There were one hundred and twenty-three of these torpedoes placed in Charleston Harbor and Stono River. It was blockaded by thirteen large ships and ironclads, with six or seven storeships, and some twenty other vessels. The position of each one was known, and they could be approached within a half-mile, which made it easy to attack, destroy, or disperse them at night by floating torpedoes, connected together by twos by a rope one hundred and thirty yards long, buoyed up and stretched across the current by two boats, which were to be dropped in ebbing tide, to float down among the vessels. This plan, says General Rains, was opposed by General Gilmer, of the engineer corps, on the ground that "they might float back and destroy our own boat." One was sent down to go in the midst of the fleet, and made its mark. An act of devoted daring was here performed by Commander W. T. Glassell, Confederate States Navy, which claims more than a passing notice. While the enemy was slowly contracting his lines around Charleston, his numerous ships of war kept watch-and-ward outside of the harbor. Our few vessels, almost helpless by their defective engines, could effect little against their powerful opponents. The New Ironsides, the pride of their fleet, lay off Morris's Island. This Glassell resolved to attack with a steam-launch carrying a torpedo spar at the bow. With an engineer, pilot, and fireman, he steered for the Ironsides under cover of a hazy night. As he approached, he was hailed by the lookout, and the next moment struck the Ironsides, exploding the torpedo about fifteen feet from the keel. An immense volume of water was thrown up, covering the little boat, and, pieces of timber falling in the engine, it was rendered entirely unmanageable, so as to deprive Commander Glassell of the means of escape on which he had relied. A rapid fire was concentrated upon him from the deck of the ship, and there remained no chance except to attempt an escape by swimming ashore. To secure liberty to his country, he risked and lost his own, and found, for the indignity to which he was subjected, compensation, inasmuch as the famous New Ironsides was long rendered useless to the enemy.

One hundred and one torpedoes were planted in Roanoke River, North Carolina, after a flotilla of twelve vessels had started up to capture Fort Branch. The torpedoes destroyed six of the vessels and frustrated the attack.

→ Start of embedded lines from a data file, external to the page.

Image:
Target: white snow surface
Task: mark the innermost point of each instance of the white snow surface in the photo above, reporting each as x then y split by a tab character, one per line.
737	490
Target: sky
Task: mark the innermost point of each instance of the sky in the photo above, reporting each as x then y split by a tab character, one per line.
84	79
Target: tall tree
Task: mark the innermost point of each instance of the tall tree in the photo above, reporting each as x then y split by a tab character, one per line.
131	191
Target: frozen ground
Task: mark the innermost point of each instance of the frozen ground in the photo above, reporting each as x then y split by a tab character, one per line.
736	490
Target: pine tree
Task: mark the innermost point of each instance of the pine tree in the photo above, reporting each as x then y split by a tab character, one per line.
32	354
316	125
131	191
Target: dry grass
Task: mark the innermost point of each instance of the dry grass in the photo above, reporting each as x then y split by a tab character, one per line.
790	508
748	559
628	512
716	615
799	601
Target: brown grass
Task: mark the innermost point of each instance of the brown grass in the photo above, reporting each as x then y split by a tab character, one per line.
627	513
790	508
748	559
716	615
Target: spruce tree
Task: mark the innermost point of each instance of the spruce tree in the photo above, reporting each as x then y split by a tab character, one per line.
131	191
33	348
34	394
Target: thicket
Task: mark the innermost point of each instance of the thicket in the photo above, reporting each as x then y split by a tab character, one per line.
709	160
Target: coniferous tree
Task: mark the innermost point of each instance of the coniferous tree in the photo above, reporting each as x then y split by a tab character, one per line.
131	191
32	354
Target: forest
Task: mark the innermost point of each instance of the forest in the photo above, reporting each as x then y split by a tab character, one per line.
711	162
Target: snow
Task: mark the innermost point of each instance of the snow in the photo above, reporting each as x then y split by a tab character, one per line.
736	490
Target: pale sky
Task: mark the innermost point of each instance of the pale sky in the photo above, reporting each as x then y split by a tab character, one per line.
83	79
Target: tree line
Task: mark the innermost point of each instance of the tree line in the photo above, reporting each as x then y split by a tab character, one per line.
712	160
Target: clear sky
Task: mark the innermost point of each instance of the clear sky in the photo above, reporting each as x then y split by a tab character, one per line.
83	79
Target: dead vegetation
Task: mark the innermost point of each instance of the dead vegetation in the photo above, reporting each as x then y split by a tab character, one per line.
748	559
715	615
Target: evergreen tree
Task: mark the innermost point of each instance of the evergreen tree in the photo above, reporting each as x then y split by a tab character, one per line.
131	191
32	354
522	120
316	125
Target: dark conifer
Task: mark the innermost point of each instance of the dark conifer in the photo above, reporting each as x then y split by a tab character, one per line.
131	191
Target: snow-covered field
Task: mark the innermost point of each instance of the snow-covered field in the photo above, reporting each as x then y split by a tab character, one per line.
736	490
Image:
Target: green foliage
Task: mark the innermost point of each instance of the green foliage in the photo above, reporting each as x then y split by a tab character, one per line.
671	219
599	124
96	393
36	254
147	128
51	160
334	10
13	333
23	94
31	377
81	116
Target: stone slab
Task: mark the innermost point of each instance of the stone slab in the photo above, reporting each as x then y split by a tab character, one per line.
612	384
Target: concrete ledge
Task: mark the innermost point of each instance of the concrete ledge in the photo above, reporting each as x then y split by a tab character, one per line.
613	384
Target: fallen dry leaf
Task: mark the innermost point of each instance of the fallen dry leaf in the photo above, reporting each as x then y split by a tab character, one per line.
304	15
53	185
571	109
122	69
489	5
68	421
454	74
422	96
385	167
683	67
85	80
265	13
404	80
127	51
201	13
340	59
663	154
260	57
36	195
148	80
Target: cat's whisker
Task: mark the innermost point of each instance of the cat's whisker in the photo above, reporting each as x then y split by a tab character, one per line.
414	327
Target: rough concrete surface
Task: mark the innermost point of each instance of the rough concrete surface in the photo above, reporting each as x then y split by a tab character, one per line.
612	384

Every avenue to the outworks or to the city of Mobile was guarded by submarine torpedoes, so that it was impossible for any vessel drawing three feet of water to get within effective cannon-range of the defenses. Two ironclads attempted to get near enough to Spanish Fort to take part in the bombardment. They both struck torpedoes, and went to the bottom on Apalachie bar; thenceforward the fleet made no further attempt to encounter the almost certain destruction which they saw awaited any vessel which might attempt to enter the torpedo-guarded waters. But many were sunk when least expecting it. Some went down long after the Confederate forces had evacuated Mobile. The Tecumseh was probably sunk, says Major-General D. H. Maury,[56] on her own torpedo. While steaming in lead of Farragut's fleet she carried a torpedo affixed to a spar, which projected some twenty feet from her bows; she proposed to use this torpedo against the Tennessee, our only formidable ship; but, while passing Fort Morgan, a shot from that fort cut away the stays by which the torpedo was secured; it then doubled under her, and, exploding fairly under the bottom of the ill-fated ship, she careened and sank instantly in ten fathoms of water. Only six or eight of her crew of a hundred or more were saved. The total number of vessels sunk by torpedoes in Mobile Bay was twelve, viz., three ironclads, two tinclads, and seven transports. Fifty-eight vessels were destroyed in Southern waters by torpedoes during the war; these included ironclads and others of no mean celebrity.

[Footnote 53: See "Annual Cyclopaedia," 1861, p. 536.]

[Footnote 54: "The Story of the Confederate Ship Virginia," by WilliamNorris, Colonel Signal Corps, Confederate Army.]

[Footnote 55: See "Torpedo Warfare," "North American Review,"September-October, 1878.]

[Footnote 56: Southern Historical Society Papers, January, 1877.]